Keluarga dan lingkungan Anwar pun penggila bola. Terutama pada PSIR. Mereka sangat militan meski saat itu PSIR hanya bermain di Divisi Utama.
Anwar sendiri beberapa kali ikut tetangga-tetangganya nribun di Stadion Krida Rembang saat PSIR menjamu lawan-lawannya. Bahkan sesekali pula dia ikut away.
“Aku membayangkan, rasanya bangga sekali kali ya kalau bisa main di sana (lapangan) di hadapan ratusan penonton. Disoraki, dinyanyikan yel-yel penyemangat,” tutur Anwar.
Anwar ingin suatu saat dia bisa membela Timnas Indonesia. Apalagi sejak dia nonton film Garuda di Dadaku 1 (2009) dan Garuda di Dadaku 2 (2011). Semangatnya makin bertambah-tambah. Tapi sebelum ke sana, menjadi bagian dari PSIR adalah target yang ingin dia capai.

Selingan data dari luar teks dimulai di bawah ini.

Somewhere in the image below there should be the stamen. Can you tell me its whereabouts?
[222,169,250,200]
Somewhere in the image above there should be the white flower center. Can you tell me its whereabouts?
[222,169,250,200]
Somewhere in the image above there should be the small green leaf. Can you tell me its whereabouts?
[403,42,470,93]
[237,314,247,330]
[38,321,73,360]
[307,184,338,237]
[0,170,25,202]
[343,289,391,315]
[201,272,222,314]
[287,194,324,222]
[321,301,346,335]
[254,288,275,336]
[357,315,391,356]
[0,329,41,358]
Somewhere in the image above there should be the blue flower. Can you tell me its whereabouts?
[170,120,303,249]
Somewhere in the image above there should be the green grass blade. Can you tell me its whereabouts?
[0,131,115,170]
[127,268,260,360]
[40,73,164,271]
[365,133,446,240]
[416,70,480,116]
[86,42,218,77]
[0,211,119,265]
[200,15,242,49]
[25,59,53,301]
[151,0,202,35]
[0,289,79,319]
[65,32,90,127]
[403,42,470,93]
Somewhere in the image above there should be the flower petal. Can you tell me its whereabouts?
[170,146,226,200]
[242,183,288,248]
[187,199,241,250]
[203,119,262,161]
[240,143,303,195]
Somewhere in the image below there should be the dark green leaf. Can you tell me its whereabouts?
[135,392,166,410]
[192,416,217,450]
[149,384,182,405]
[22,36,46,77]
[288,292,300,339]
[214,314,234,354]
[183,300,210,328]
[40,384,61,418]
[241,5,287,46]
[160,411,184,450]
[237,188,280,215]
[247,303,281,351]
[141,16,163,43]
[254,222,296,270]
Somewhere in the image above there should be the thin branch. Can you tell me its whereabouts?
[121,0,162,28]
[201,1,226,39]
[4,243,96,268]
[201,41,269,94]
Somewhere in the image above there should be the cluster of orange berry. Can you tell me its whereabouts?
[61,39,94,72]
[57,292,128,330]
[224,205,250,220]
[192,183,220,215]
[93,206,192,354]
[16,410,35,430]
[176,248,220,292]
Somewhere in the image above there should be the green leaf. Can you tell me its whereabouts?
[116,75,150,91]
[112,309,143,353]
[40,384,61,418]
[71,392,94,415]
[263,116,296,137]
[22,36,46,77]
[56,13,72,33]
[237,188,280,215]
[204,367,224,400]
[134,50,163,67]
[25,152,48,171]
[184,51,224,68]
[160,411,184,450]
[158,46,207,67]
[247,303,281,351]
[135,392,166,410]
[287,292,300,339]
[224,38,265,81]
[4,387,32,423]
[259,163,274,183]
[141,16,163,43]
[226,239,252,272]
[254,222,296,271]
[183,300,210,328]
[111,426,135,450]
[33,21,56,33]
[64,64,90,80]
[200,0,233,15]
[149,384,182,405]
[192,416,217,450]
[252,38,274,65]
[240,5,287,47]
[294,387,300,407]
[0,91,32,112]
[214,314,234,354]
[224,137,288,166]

Mimpi yang terkubur di Stadion Krida Rembang
“Pada 2012-an kalau tidak salah ingat, itu masih SMP, aku sempat ikut seleksi PSIR untuk U-15. Cukup ketat. Sayangnya, aku nggak tembus,” ungkap Anwar.
Sejak hari itu, Anwar pernah ikut seleksi dua sampai tiga kali lagi. Namun, hasilnya masih sama. Dia gagal. Alhasil, dia masih berkutat di kompetisi-kompetisi tarkam.
Akan tetapi, kecintaannya pada PSIR tak pernah luntur. Dia masih menaruh harapan besar. Kalau tidak di junior, ya berarti kelak di level senior dia harus bisa tembus.
Sayangnya, sejak SMA, aktivitas sepakbolanya agak terganggu karena suatu hal di rumahnya yang tidak bisa ditulis. Lulus SMA pun dia harus langsung bekerja, di saat teman-teman seangkatannya menempuh perguruan tinggi.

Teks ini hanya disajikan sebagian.